Evaristo do Espírito Santo Carvalho (22 October 1941 – 28 May 2022) was a São Toméan politician who served as the fourth president of São Tomé and Príncipe from 2016 to 2021. He was previously the prime minister of the country on two occasions.

==Political career==
Carvalho was the Minister of National Defence from 1992 to 1994. He was prime minister of São Tomé and Príncipe from 7 July 1994 to 25 October 1994 and again from 26 September 2001 to 28 March 2002. He was a member of the Independent Democratic Action (ADI) party.

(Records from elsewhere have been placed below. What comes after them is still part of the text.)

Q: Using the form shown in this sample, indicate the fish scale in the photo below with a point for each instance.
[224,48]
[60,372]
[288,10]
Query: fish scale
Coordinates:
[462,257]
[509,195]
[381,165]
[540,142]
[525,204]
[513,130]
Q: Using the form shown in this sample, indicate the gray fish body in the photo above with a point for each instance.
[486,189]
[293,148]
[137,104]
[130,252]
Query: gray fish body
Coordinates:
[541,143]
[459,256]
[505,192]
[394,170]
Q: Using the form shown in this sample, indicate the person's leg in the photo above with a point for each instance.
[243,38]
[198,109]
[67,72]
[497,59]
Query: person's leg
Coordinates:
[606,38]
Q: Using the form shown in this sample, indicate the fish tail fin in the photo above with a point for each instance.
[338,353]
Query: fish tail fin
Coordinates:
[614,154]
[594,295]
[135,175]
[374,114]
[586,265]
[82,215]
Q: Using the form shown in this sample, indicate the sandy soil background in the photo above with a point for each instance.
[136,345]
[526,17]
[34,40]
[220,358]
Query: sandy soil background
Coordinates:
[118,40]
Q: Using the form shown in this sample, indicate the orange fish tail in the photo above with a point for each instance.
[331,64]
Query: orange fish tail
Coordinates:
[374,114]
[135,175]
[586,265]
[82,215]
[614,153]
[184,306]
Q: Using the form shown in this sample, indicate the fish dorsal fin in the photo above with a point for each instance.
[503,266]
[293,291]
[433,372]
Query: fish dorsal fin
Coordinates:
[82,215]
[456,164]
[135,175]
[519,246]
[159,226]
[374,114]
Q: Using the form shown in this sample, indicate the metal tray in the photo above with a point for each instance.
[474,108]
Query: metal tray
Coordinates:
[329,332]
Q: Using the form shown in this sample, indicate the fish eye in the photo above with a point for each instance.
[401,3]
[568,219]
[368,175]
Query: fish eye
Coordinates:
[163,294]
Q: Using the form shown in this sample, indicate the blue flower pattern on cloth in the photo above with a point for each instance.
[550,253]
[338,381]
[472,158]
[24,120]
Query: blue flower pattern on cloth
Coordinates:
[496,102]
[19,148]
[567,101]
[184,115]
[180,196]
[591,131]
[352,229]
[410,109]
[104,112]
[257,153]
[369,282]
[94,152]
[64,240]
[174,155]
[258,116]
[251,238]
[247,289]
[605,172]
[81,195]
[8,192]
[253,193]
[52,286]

Carvalho contested the 2011 São Toméan presidential election, while he was the President of the National Assembly. He had been supported in his campaign by then current Prime Minister Patrice Trovoada. Carvalho finished second in the first round with 21.8 percent of the vote, behind former president, Manuel Pinto da Costa. Costa was victorious in the two person runoff election, with 52.9 percent of the vote. Carvalho subsequently became vice president of the ADI.

===Presidency===
In the July 2016 presidential election, Carvalho won the most votes but fell slightly short of a majority with 49.9 percent, so a second round runoff was held a few weeks later. However, Costa, the incumbent president, withdrew from the 7 August runoff poll, alleging fraud in the July election. This effectively handed the presidency to Carvalho. He was inaugurated into the role on 3 September. The election process was well received internationally, with a United States Department of State press release stating that "This election is a yet another demonstration of São Tomé and Príncipe's long-standing commitment to democratic values. Through their exemplary conduct, the people of São Tomé and Príncipe continue to serve as a beacon of democracy for other countries."

== Death ==
On 28 May 2022, Carvalho died following a prolonged illness. He was 80.